Of all of the forwards on this list, Gallagher perhaps has the biggest argument to be one of the finalists considered for the award. With 13 goals and 12 assists in 41 games, Gallagher has been instrumental in the success of the Canadiens this season and has tied for the lead with three game-winning goals on the year. Gallagher also has the second highest points per game ratio among all rookies.
Alex Galchenyuk - Center, Montreal Canadiens
Galchenyuk has been everything as advertised this season as a great playmaking center and has put up remarkable numbers considering his low average ice time per game (12:15) -- lowest among all of the top candidates for the award.
Dillon hasn't put up big numbers for Dallas, but he hasn't been asked to. Instead, Dillon has stepped up as the top defensive option for the Stars on the top pairing, taking up the mantle of a shutdown defenseman when the franchise needed it the most. Dillon leads all rookies in hits and has the third-highest TOI per game among all defensemen.
Justin Schultz - Defenseman, Edmonton Oilers
The AHL named Schultz Defenseman of the Year and while he currently leads all rookie defensemen in scoring, his struggles on the defensive end for an underwhelming and disappointing team could hurt him in the run up for the Calder.

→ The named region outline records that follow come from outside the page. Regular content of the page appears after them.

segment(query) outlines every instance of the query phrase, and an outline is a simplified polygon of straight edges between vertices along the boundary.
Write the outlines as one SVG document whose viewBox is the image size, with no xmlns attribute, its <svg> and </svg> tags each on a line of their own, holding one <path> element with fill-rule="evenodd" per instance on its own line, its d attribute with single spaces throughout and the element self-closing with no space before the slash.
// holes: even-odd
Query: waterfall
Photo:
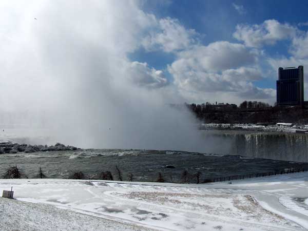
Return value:
<svg viewBox="0 0 308 231">
<path fill-rule="evenodd" d="M 230 152 L 234 155 L 308 162 L 308 136 L 296 133 L 233 132 Z"/>
</svg>

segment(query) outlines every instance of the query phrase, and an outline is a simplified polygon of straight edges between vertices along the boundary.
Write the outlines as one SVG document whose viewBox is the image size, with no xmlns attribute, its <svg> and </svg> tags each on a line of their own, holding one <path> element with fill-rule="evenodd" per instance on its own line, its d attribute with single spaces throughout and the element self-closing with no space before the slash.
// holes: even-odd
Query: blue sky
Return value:
<svg viewBox="0 0 308 231">
<path fill-rule="evenodd" d="M 198 33 L 199 43 L 205 46 L 221 41 L 243 44 L 243 41 L 239 41 L 233 35 L 237 25 L 240 24 L 260 25 L 266 20 L 275 20 L 280 24 L 287 24 L 303 32 L 308 29 L 308 25 L 300 24 L 308 21 L 306 14 L 308 12 L 308 2 L 306 1 L 145 1 L 142 8 L 145 12 L 158 18 L 176 18 L 185 28 L 195 30 Z M 266 57 L 290 58 L 292 56 L 288 50 L 291 43 L 291 38 L 278 39 L 274 44 L 264 44 L 258 49 Z M 166 53 L 162 50 L 148 51 L 142 47 L 129 54 L 129 56 L 132 60 L 146 62 L 157 69 L 164 70 L 177 59 L 175 53 Z M 299 63 L 300 64 L 302 64 Z M 273 67 L 262 60 L 259 61 L 259 65 L 263 78 L 254 81 L 254 85 L 275 89 L 277 74 L 273 71 Z M 278 69 L 279 67 L 276 67 Z M 166 78 L 172 81 L 172 75 L 168 71 L 165 73 Z M 264 100 L 273 102 L 274 96 L 273 93 Z"/>
<path fill-rule="evenodd" d="M 0 2 L 8 95 L 35 83 L 52 102 L 55 88 L 87 79 L 166 103 L 274 104 L 278 67 L 302 65 L 308 95 L 306 1 L 76 1 Z"/>
</svg>

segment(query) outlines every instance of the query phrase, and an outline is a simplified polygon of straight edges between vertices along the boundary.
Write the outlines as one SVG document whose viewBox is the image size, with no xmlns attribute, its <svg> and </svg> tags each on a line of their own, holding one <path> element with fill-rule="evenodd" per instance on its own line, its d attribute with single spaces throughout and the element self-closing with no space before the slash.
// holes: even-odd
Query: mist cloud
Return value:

The leading scorer among all NHL rookies is looking to be the leading candidate for the Calder, although a minus-16 for a failing team might be used against him. He also has just two goals in his past 20 games, well off the torrid pace he hit the NHL with to start the season. Huberdeau leads all rookie forwards in ice time, however, and took on a major role for an NHL team just a few games into the season and looks to be the centerpiece around with the future Panthers will be built.
Brodin is benefiting from playing most of this season next to the likely Norris winner, Ryan Suter, and there's going to be a lot of talk about just how much that's helped him in his rookie season. There's something to be said, however, about Suter not truly feeling comfortable until Brodin became his partner and while the defenseman has not put up big numbers -- he hasn't had to. Brodin leads all defensemen in ice time per game and has just 10 penalty minutes on the season, an amazing accomplishment for a rookie defenseman.
A talented and prolific rookie center for the best team in the NHL? Yeah, Saad is going to get some votes for this award. Saad has the best plus/minus among all rookie forwards -- a flawed stat, but one that votes still focus on -- and has been a steady scorer for much of the season for a very, very good team. The visibility of the Blackhawks this season, along with his great offensive numbers, should have Saad as one of the finalists for the award come June.
The Likely Winner:
Jonas Brodin, Minnesota Wild
There just haven't been enough prolific forwards this year to overshadow what Brodin has done in Minnesota, although the Wild's struggles here at the end of the season might hold him back a bit in the voting. Still, the rookie has taken on the role of a top pairing defenseman and has absolutely shined -- providing an easier path for Ryan Suter to succeed and becoming the catalyst for a great season overall for the pair.